About Skopje

Skopje

Skopje, is the capital and largest city of the Republic of Macedonia, with about a third of the Macedonian total population. It is the country’s political, cultural, economic, and academic center. It was known in the Roman period under the name Scupi. The territory of Skopje has been inhabited since at least 4000 BC; remains of Neolithic settlements have been found within the old Kale Fortress that overlooks the modern city centre. On the eve of the 1st century AD, the settlement was seized by the Romans and became a military camp.[2][3] When the Roman Empire was divided into eastern and western halves in 395 AD, Scupi came under Byzantine rule from Constantinople. During much of the early medieval period, the town was contested between the Byzantines and the Bulgarian Empire, whose capital it was between 972 and 992. From 1282, the town was part of the Serbian Empire and acted as its capital city from 1346. In 1392, the city was conquered by the Ottoman Turks who renamed the town Üsküp. The town stayed under Ottoman control over 500 years, serving as the capital of pashasanjak of Üsküb and later the Vilayet of Kosovo. At that time the city was famous for its oriental architecture. In 1912, it was annexed by the Kingdom of Serbia during the Balkan Wars and after the First World War the city became part of the newly formed Kingdom of Serbs, Croats and Slovenes (Kingdom of Yugoslavia). In the Second World War the city was conquered by the Bulgarian Army, which was part of Axis powers. In 1944, it became the capital city of Democratic Macedonia (later Socialist Republic of Macedonia), which was a federal state, part of Democratic Federal Yugoslavia (later Socialist Federal Republic of Yugoslavia). The city developed rapidly after World War II, but this trend was interrupted in 1963 when it was hit by a disastrous earthquake. In 1991, it became the capital city of an independent Macedonia.
Skopje is located on the upper course of the Vardar River, and is located on a major north-south Balkan route between Belgrade and Athens. It is a center for metal-processing, chemical, timber, textile, leather, and printing industries. Industrial development of the city has been accompanied by development of the trade, logistics, and banking sectors, as well as an emphasis on the fields of culture and sport. According to the last official count from 2002, Skopje has a population of 506,926 inhabitants; according to two unofficial estimates for more recent period, the city has a population of 668,518 or 491,000 inhabitants.
Geography
Skopje is located in the Skopje statistical region of northern Macedonia, in the centre of the Balkans, approximately halfway between Belgrade and Athens. The Vardar River, which originates near Gostivar, flows through the city then flows south passing the border into Greece and eventually flowing into the Aegean Sea.
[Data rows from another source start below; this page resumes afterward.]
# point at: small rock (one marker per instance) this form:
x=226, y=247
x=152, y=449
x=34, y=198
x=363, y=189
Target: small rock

The Vardar valley consists primarily of hills and mountains. The city covers an average length of 23 km from east to west and 9 km from north to south. Skopje is located at an elevation of 225 m above sea level. The city’s land area is 1,854 km2
Climate
The city experiences a humid subtropical climate (Köppen Cfa) with an annual average temperature of 13.5 °C (56 °F). Precipitation is relatively low due to the pronounced rain shadow of the mountains to the northwest, being only a quarter of what is received on the Adriatic Sea coast at the same latitude. The summers are long, hot and humid, while the winters are short, relatively cold, and wet. Snowfalls are common in the winter period, but heavy snow accumulation is rare and the snow cover lasts only for few days. In summer, temperatures are usually above 31 °C (88 °F) and sometimes above 40 °C (104 °F). In spring and autumn, the temperatures range from 15 to 24 °C (59 to 75 °F). In winter, the day temperatures are roughly 6 °C (43 °F), but at nights they often fall below 0 °C (32 °F) and sometimes below −10 °C (14 °F). Occurrences of precipitation are evenly distributed throughout the year, being heaviest from October to December and from April to June.